In the meantime, S&P called the outlook for European nuclear power "bright."
"Since it is driven by high gas and carbon dioxide emissions allowance prices, nuclear operating margins have increased substantially. The increase in nuclear fuel prices seen in recent years has only marginally tempered enthusiasm," said the analysts. "Furthermore, political sentiments have become more positive toward nuclear generation because of high oil prices, the raising abatement costs for reducing carbon dioxide emissions, and the concerns over security of supply resulting from the dependence on gas imports from non-EU countries."
"But the question is, if a change in political sentiments and improved profitability will be enough to result in a nuclear renaissance?" the analysts asked. "Developing new nuclear generation in the deregulated European market environment is a high-risk venture, given the long construction times and high capital costs.
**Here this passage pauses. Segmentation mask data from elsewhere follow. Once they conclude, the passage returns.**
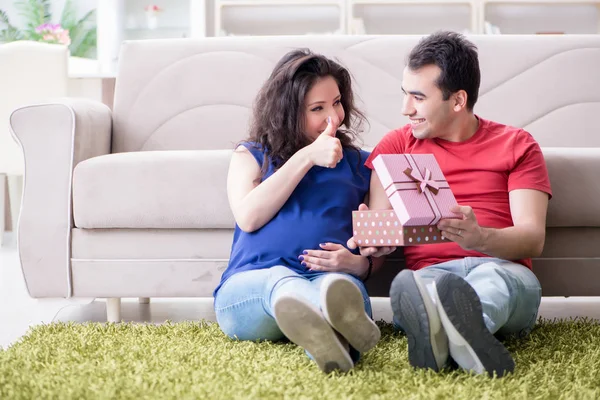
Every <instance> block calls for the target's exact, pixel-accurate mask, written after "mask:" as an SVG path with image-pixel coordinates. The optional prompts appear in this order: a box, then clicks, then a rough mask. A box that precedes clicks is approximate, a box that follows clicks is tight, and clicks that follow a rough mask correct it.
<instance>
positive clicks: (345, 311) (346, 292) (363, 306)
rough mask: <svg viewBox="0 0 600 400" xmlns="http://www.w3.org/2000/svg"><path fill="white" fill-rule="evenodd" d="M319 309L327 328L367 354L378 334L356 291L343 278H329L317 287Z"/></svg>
mask: <svg viewBox="0 0 600 400" xmlns="http://www.w3.org/2000/svg"><path fill="white" fill-rule="evenodd" d="M321 309H322V310H323V315H324V316H325V319H326V320H327V322H329V324H330V325H331V326H332V327H333V329H335V330H336V331H338V332H339V333H340V334H341V335H342V336H343V337H345V338H346V340H347V341H348V343H350V345H351V346H352V347H354V348H355V349H356V350H358V351H360V352H361V353H364V352H366V351H369V350H371V349H372V348H373V347H375V345H376V344H377V342H378V341H379V339H380V338H381V332H380V331H379V327H378V326H377V325H376V324H375V322H374V321H373V320H372V319H371V317H369V315H368V314H367V313H366V311H365V303H364V299H363V296H362V293H361V292H360V289H359V288H358V287H357V286H356V284H354V282H352V280H351V279H350V278H348V277H346V276H344V275H340V274H329V275H327V276H326V277H325V278H324V279H323V282H322V284H321Z"/></svg>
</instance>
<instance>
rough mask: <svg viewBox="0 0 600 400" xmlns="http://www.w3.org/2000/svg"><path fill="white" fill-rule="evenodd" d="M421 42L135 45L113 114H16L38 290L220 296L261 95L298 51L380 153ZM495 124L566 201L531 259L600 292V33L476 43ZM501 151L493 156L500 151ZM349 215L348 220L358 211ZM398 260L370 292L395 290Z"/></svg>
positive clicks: (400, 102) (550, 290) (555, 282)
mask: <svg viewBox="0 0 600 400" xmlns="http://www.w3.org/2000/svg"><path fill="white" fill-rule="evenodd" d="M418 39H419V38H418V37H416V36H382V37H368V36H367V37H358V36H328V37H279V38H219V39H206V40H184V39H182V40H157V41H140V42H127V43H125V44H124V45H123V47H122V52H121V55H120V63H119V71H118V77H117V85H116V92H115V101H114V110H113V111H112V112H111V110H109V109H108V108H107V107H106V106H104V105H102V104H99V103H94V102H91V101H87V100H81V99H64V100H61V101H55V102H49V103H47V104H38V105H31V106H28V107H23V108H20V109H18V110H16V111H15V112H14V113H13V114H12V116H11V119H10V122H11V127H12V131H13V133H14V135H15V137H16V139H17V140H18V141H19V143H20V144H21V147H22V148H23V150H24V154H25V163H26V167H25V171H26V175H25V188H24V197H23V205H22V215H21V219H20V226H19V234H18V243H19V254H20V259H21V264H22V268H23V272H24V276H25V280H26V282H27V288H28V290H29V293H30V294H31V296H33V297H36V298H41V297H101V298H102V297H103V298H109V299H110V300H109V302H108V305H109V307H108V311H109V315H108V319H109V320H119V319H120V314H119V310H120V308H119V304H120V298H124V297H144V298H146V297H204V296H211V295H212V291H213V288H214V287H215V285H216V284H217V283H218V281H219V278H220V275H221V273H222V271H223V270H224V269H225V267H226V265H227V258H228V256H229V250H230V246H231V239H232V232H233V231H232V228H233V226H234V219H233V216H232V214H231V212H230V210H229V206H228V203H227V197H226V189H225V186H226V185H225V181H226V174H227V168H228V162H229V157H230V153H231V150H232V148H233V147H234V144H235V143H236V142H237V141H239V140H240V139H243V138H244V137H245V135H246V131H247V124H248V118H249V116H250V110H251V105H252V101H253V99H254V96H255V94H256V93H257V90H258V89H259V87H260V86H261V84H262V83H263V81H264V80H265V79H266V78H267V76H268V74H269V73H270V71H271V69H272V68H273V66H274V64H275V62H276V61H277V60H278V59H279V58H280V57H281V56H282V55H283V54H284V53H285V52H287V51H289V50H290V49H292V48H295V47H309V48H311V49H313V50H314V51H317V52H322V53H324V54H327V55H329V56H333V57H337V59H338V60H339V61H341V62H342V63H343V64H344V65H346V66H347V67H348V68H349V69H350V71H351V72H352V73H353V75H354V78H355V90H356V93H357V95H358V96H359V104H361V106H362V108H363V109H364V110H365V111H366V114H367V116H368V118H369V121H370V128H369V130H368V131H367V132H366V133H365V134H364V135H363V138H364V147H365V148H367V149H370V148H372V147H373V146H374V145H375V144H376V143H377V141H378V140H379V139H380V138H381V137H382V136H383V135H384V134H385V133H386V132H388V131H389V130H391V129H393V128H396V127H399V126H401V125H403V124H404V123H406V121H407V120H406V118H405V117H403V116H402V115H401V114H400V110H401V101H402V96H401V91H400V83H401V82H400V78H401V73H402V68H403V65H404V60H405V57H406V55H407V53H408V52H409V50H410V49H411V48H412V47H413V46H414V45H415V44H416V42H417V41H418ZM472 40H473V41H474V42H475V43H476V44H477V45H478V46H479V51H480V62H481V68H482V84H481V91H480V99H479V102H478V104H477V105H476V107H475V111H476V113H477V114H479V115H480V116H482V117H484V118H488V119H492V120H497V121H501V122H504V123H507V124H512V125H515V126H519V127H524V128H525V129H527V130H529V131H530V132H531V133H532V134H533V135H534V137H535V138H536V139H537V140H538V141H539V142H540V144H541V146H542V147H543V151H544V155H545V157H546V161H547V164H548V168H549V172H550V178H551V181H552V187H553V190H554V198H553V200H552V201H551V203H550V209H549V214H548V231H547V240H546V247H545V251H544V254H543V256H542V257H540V258H539V259H536V260H535V261H534V270H535V273H536V274H537V275H538V276H539V279H540V280H541V282H542V286H543V293H544V295H549V296H558V295H560V296H574V295H583V296H591V295H596V296H597V295H600V284H599V283H598V280H599V278H600V183H599V181H598V178H597V176H598V173H599V171H600V118H598V116H599V115H600V70H599V69H598V66H599V65H600V36H473V37H472ZM493 156H494V155H493V154H490V157H493ZM349 217H350V216H349ZM401 268H402V252H401V251H398V252H397V253H395V254H394V255H393V256H391V257H389V258H388V261H387V264H386V266H385V268H384V269H383V271H382V272H381V273H379V274H378V276H376V277H374V279H373V280H372V281H371V282H369V285H368V286H369V291H370V293H371V295H373V296H387V293H388V292H387V290H388V287H389V283H390V281H391V278H392V277H393V276H394V275H395V273H396V272H397V271H398V270H399V269H401Z"/></svg>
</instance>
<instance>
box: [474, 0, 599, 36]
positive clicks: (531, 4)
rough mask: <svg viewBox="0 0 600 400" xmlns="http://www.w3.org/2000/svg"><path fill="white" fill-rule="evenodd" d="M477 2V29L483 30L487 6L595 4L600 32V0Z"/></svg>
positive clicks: (530, 0) (518, 0) (557, 0)
mask: <svg viewBox="0 0 600 400" xmlns="http://www.w3.org/2000/svg"><path fill="white" fill-rule="evenodd" d="M477 2H478V3H479V8H480V10H479V22H478V26H479V28H480V29H479V31H478V33H485V32H484V29H483V27H484V24H485V21H486V19H487V17H488V6H499V5H505V6H539V7H543V6H595V7H596V9H597V12H598V22H597V33H600V0H477Z"/></svg>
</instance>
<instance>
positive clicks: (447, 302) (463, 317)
mask: <svg viewBox="0 0 600 400" xmlns="http://www.w3.org/2000/svg"><path fill="white" fill-rule="evenodd" d="M434 292H435V296H436V297H437V299H436V303H437V308H438V311H439V315H440V319H441V321H442V324H443V325H444V329H445V330H446V333H447V334H448V339H449V342H450V355H451V356H452V358H453V359H454V361H456V363H457V364H458V365H459V366H460V367H461V368H463V369H466V370H470V371H474V372H476V373H478V374H484V373H488V374H489V375H490V376H492V375H493V374H494V373H496V376H498V377H501V376H503V375H504V374H506V373H508V372H512V371H513V370H514V369H515V362H514V360H513V358H512V356H511V355H510V353H509V351H508V350H507V349H506V347H504V345H503V344H502V343H501V342H500V341H498V339H496V338H495V337H494V335H493V334H492V333H491V332H490V331H489V329H488V328H487V326H485V322H484V321H483V311H482V309H481V301H480V300H479V297H478V296H477V293H476V292H475V290H474V289H473V288H472V287H471V285H469V283H468V282H467V281H465V280H464V279H462V278H461V277H460V276H458V275H455V274H451V273H448V274H444V275H442V276H440V277H438V278H436V279H435V291H434Z"/></svg>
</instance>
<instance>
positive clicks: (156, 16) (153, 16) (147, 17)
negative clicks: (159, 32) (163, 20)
mask: <svg viewBox="0 0 600 400" xmlns="http://www.w3.org/2000/svg"><path fill="white" fill-rule="evenodd" d="M144 10H146V23H147V24H148V29H156V27H157V26H158V13H159V12H161V11H162V8H160V7H159V6H157V5H156V4H149V5H147V6H146V7H144Z"/></svg>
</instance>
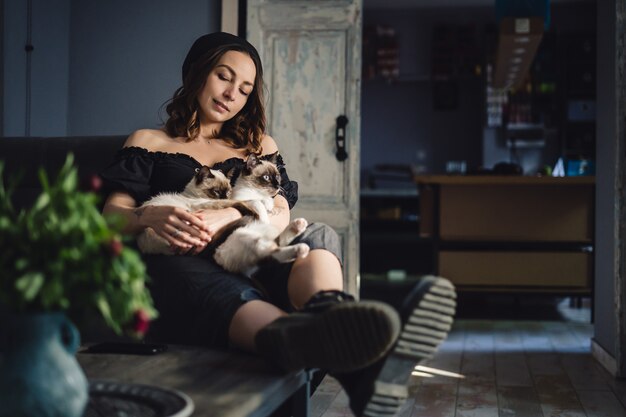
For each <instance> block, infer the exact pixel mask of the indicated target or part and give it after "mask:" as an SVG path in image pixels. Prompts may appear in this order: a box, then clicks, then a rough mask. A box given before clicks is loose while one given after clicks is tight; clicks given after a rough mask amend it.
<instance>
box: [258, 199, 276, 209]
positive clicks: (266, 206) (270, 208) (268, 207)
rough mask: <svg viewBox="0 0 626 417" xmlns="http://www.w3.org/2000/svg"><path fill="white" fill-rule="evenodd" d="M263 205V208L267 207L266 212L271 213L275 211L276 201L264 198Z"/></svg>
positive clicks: (266, 207)
mask: <svg viewBox="0 0 626 417" xmlns="http://www.w3.org/2000/svg"><path fill="white" fill-rule="evenodd" d="M261 203H263V206H264V207H265V210H266V211H267V212H268V213H269V212H271V211H272V210H274V199H273V198H264V199H262V200H261Z"/></svg>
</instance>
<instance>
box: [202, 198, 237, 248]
mask: <svg viewBox="0 0 626 417" xmlns="http://www.w3.org/2000/svg"><path fill="white" fill-rule="evenodd" d="M193 214H194V215H196V216H198V218H200V219H202V222H203V225H204V227H205V229H204V230H205V231H206V234H207V239H206V241H205V242H203V243H202V244H201V245H197V246H196V247H195V248H194V249H193V251H192V252H191V254H193V255H197V254H198V253H200V252H202V251H203V250H204V248H206V245H207V244H208V243H209V242H210V241H211V240H212V239H213V237H214V236H215V234H216V233H217V232H218V231H219V230H220V229H221V228H222V227H224V226H226V225H227V224H228V223H231V222H233V221H235V220H237V219H239V218H241V213H239V210H237V209H235V208H232V207H229V208H225V209H217V210H214V209H204V210H199V211H196V212H194V213H193Z"/></svg>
Siting issues are likely to be more sensitive today than in the 1970s and 1980s when most reactors were built. Furthermore, political support will remain fragile to nuclear safety performance worldwide."
S&P warned that "another Chernobyl-like accident can rapidly cool the current cordial sentiments. Fundamental issues, such as the final storage of nuclear waste and far-reaching social consensus, are still likely to be required before a potential large-scale renaissance can happen."
However, a new nuclear reactor is being built in Finland while one in France is in the advanced planning stages. Nevertheless, S&P believes that investments in new nuclear generation in Western Europe will be limited and, instead, directed toward lifetime extension and increased capacity. Slovakia and Bulgaria are among the Eastern European governments now trying to promote new nuclear power capacity.
Since 1999, U.S. nuclear plant ownership has consolidated, mainly among six large utilities, Exelon, PSEG Energy Holdings, FPL Group, Dominion Resources, and Constellation Energy Group. S&P's analysts asserted that "there is a strong probability that more nuclear plants could be sold and good chance that ownership could become more concentrated."
In Canada, nuclear power ownership is concentrated in province-owned utilities. The Canadian nuke power group has three owners and four operators with Ontario Power Generation owning about 90% of the nation's nuclear capacity. The fourth major player is Bruce Power, a consortium comprised of Canada's largest uranium miner, Cameco, TransCanada Pipelines, and the BPC Generation Infrastructure Trust.
In Europe, nuclear power assets are also concentrated. In France and Belgium and all Eastern European countries, all nuclear assets are owned by a single company, according to S&P. The analysts believe that nuclear power plant projects in Eastern Europe "could attract interest from Western European utilities aiming at increasing their nuclear know-how, and invest in nuclear without stirring controversy in their core markets."
S&P analysts found the decommissioning risk greater in the U.S. "because underfunding cannot be recovered through a regulatory process."
Meanwhile, Canadian nuclear generators benefit from regulated prices or price support mechanisms, according to the report.
In Europe, nuclear operators are not offered any regulatory protection as a consequence of the deregulation of European power markets. "This implies uncertainty about the ability to recover costs, including decommissioning costs," the analysts said. "In addition, operating risks is high, and has a political dimension in jurisdictions where the attitude toward nuclear is negative (as demonstrated by very high safety requirements and prolonged regulatory related outages for some German nuclear plants)."